The bot utilizes discord.ext.tasks to maintain system health without blocking user interactions:
system_status table every 60 seconds. This allows the web dashboard to display a "Live" status indicator.In order to have a place to store all of the data, I used Supabase and integrated it so that the Discord bot can add entries the the tables.
The visualization layer is built using React with Vite. Deployed on Vercel, the site offers a responsive dashboard that fetches live data.
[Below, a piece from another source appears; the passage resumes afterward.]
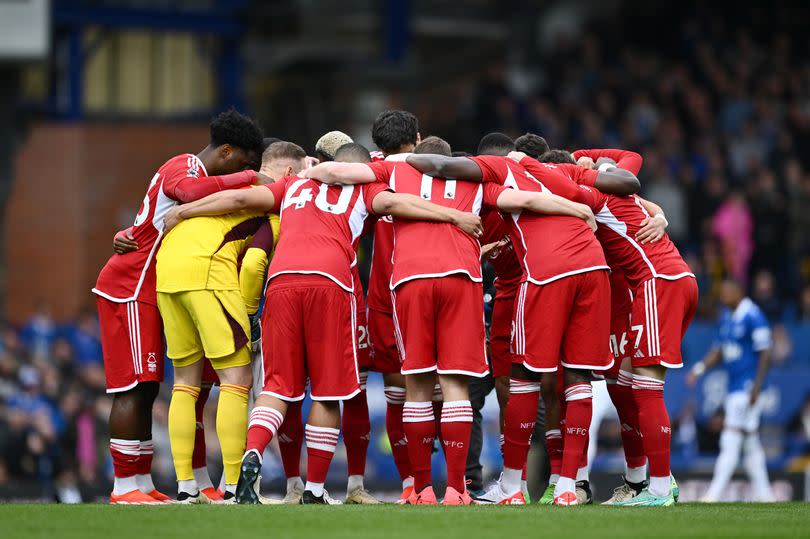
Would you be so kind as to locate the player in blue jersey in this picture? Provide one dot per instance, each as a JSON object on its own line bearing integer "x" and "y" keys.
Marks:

The app leverages React Hooks (`useEffect`, `useState`) to manage the asynchronous data fetching lifecycle. This ensures the dashboard reflects real-time changes made via the Discord bot without requiring a hard refresh.
The frontend dashboard is not just a static display of data; it is a dynamic visualization engine. Below are the four core components that power the analytics, highlighting the logic used to transform raw SQL responses into interactive React components.
This tracker goes through how often I use common toiletry items. I wanted to see how often I used them and what happens to the daily cost when I average them over the amount of days.
The next thing I wanted to really understand was where my weekly grocery bills were going.
I also wanted to track the price of each item over the course of the time. The advantage of having all of my friends use this app is that the increased sample size can help look at trends over time.
Similar to the previous graph but in pie chart form!
While the React frontend lives on the edge via Vercel, the Python Discord bot requires a persistent, long-running process. To avoid the recurring costs of cloud VPS providers (ex. AWS), I deployed the backend on a Raspberry Pi 4 acting as a dedicated home server.
Through this project, I learned so much about software development andhow to use each tool and service in tandem with one another. I'm excited to add more data points and functions to this app and continue development based on my own user experience!